The black walnut tree (Juglans nigra) grows throughout the United States. Its native range extends through the eastern and central states. Highly valued as a major timber tree, the black walnut commands high prices for its wood per board foot according to the University of Minnesota. The tree produces wood that is famous for its strength, beautiful coloring and excellent machining ability. The tree's nuts are popular for baking, candy making and retail sale. The black walnut tree makes an excellent shade specimen with pleasing yellow fall colors.
Plant walnut trees in an area that is well-draining. The tree will not tolerate wet roots. The sun prefers full sunlight. An area with ample wind protection is ideal. The ideal soil conditions should have a pH higher then 7.
Prune the walnut tree during its dormant period in the winter or early spring. Remove dead or damaged branches. Prune trees limbs that are less then 1 or 2 inches in diameter to allow air flow and sunlight to reach the tree.
Remove all weeds and turf grass around the black walnut tree. A 3 foot diameter is ideal. Care should always be taken when cultivating around the black walnut tree using a hoe or other machine because the trees roots are shallow and easily damaged. The trunk of the tree is also easily damaged. Any damage that occurs can allow infections to enter the tree's system.

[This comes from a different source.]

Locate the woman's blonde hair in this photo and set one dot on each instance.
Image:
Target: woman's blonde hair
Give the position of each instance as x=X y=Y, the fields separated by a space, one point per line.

Apply 3 to 4 inches of mulch such as peat moss, bark chips or leaf debris around the tree. Mulch will help lessen weed growth and also help the soil maintain moisture.
Water the black walnut tree regularly. Keep the soil moist but not water-logged.
Fertilize the black walnut tree in early June using 1 cup of 10-10-10 fertilizer for every year of the trees life. Sprinkle the fertilizer around the tree's base. Do not allow the fertilizer to touch the trees trunk. Water thoroughly.